I do not, however, have lofty dreams of fame and fortune. With my arts editor-slash-community theater actor schedule, I merely have aspirations of finishing the darn book.
Which is why I like the theme of next Tuesday's authors' panel at Kepler's Books. It's called "Women Empowered: Picking Up the Pen Later in Life." See, it's never too late to finish your great Hungarian-American novel.
Three authors are scheduled to speak starting at 7:30 p.m. Betty Auchard will talk about her book "Dancing in My Nightgown: The Rhythms of Widowhood," which she wrote after the loss of Denny, her husband of 49 years. Sounds like she's managed to find inspiration and even humor in her stories (and her website has some pretty cute greeting cards she designed).

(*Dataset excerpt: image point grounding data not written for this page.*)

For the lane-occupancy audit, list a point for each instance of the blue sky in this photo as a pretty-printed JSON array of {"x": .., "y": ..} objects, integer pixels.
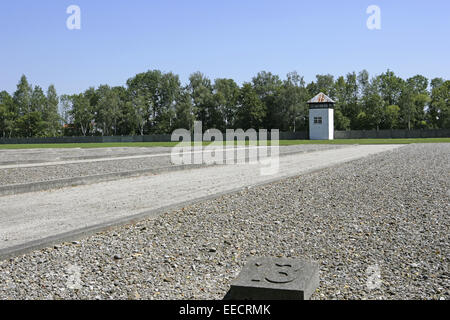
[{"x": 223, "y": 39}]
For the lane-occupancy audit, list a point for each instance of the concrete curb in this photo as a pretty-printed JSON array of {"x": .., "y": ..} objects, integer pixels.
[
  {"x": 151, "y": 214},
  {"x": 78, "y": 181}
]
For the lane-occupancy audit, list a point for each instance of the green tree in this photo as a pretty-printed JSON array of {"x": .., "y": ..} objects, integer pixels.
[
  {"x": 226, "y": 95},
  {"x": 82, "y": 113},
  {"x": 251, "y": 111},
  {"x": 268, "y": 86},
  {"x": 392, "y": 115},
  {"x": 440, "y": 106}
]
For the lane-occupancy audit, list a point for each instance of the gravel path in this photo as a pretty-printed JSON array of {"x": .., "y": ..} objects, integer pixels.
[
  {"x": 387, "y": 214},
  {"x": 19, "y": 175}
]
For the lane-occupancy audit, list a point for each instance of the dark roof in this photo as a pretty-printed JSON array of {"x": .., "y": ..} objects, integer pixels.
[{"x": 321, "y": 98}]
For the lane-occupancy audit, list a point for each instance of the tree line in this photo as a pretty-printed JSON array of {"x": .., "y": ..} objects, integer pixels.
[{"x": 156, "y": 102}]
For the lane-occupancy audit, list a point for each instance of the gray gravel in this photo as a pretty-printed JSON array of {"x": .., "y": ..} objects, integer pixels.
[
  {"x": 386, "y": 213},
  {"x": 19, "y": 175}
]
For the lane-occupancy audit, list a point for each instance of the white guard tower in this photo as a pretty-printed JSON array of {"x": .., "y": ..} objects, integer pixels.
[{"x": 321, "y": 118}]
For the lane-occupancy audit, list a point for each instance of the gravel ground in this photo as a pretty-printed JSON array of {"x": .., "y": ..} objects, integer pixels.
[
  {"x": 47, "y": 173},
  {"x": 387, "y": 214}
]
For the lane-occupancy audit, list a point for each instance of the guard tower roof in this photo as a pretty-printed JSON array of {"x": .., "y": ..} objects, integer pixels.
[{"x": 321, "y": 98}]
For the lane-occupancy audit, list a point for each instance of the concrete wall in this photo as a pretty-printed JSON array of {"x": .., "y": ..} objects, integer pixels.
[
  {"x": 302, "y": 135},
  {"x": 392, "y": 134}
]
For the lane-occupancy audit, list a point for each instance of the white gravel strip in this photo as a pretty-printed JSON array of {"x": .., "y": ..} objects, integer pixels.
[
  {"x": 30, "y": 173},
  {"x": 32, "y": 216},
  {"x": 378, "y": 226}
]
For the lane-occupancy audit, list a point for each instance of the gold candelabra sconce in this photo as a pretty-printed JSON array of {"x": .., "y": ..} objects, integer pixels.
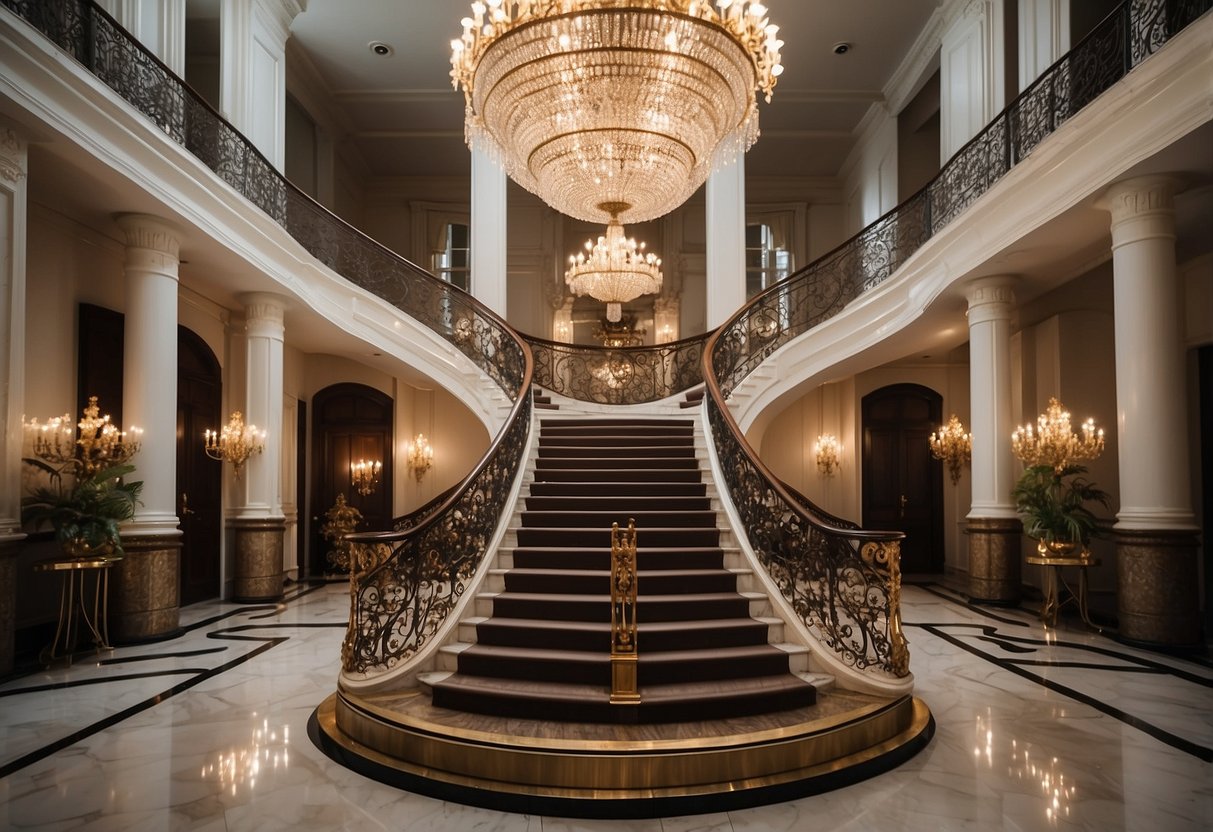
[
  {"x": 1053, "y": 442},
  {"x": 421, "y": 456},
  {"x": 235, "y": 442},
  {"x": 364, "y": 476},
  {"x": 952, "y": 445},
  {"x": 827, "y": 451},
  {"x": 90, "y": 445}
]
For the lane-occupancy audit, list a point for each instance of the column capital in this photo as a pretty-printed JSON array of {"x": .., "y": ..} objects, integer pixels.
[
  {"x": 13, "y": 160},
  {"x": 144, "y": 231},
  {"x": 998, "y": 289},
  {"x": 263, "y": 308},
  {"x": 1140, "y": 197}
]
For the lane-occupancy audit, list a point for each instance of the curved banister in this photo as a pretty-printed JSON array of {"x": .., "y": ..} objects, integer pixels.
[
  {"x": 446, "y": 543},
  {"x": 618, "y": 375},
  {"x": 808, "y": 556}
]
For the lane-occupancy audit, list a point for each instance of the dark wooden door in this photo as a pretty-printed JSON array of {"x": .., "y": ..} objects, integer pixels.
[
  {"x": 351, "y": 422},
  {"x": 903, "y": 483},
  {"x": 199, "y": 478}
]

Gilberta Guth (pictured) also turned to memoir in her "The Fighter Pilot's Wife." I can only imagine the anxiety of being on the ground waiting for your husband to land safely -- melded with the excitement of living in far-flung lands.
And in "The End of Romance: A Memoir of Love, Sex, and the Mystery of the Violin," Norma Barzman harks back to 1973, when she was a blacklisted screenwriter living in Southern France. All this in the midst of the resurgence of fascism in Italy.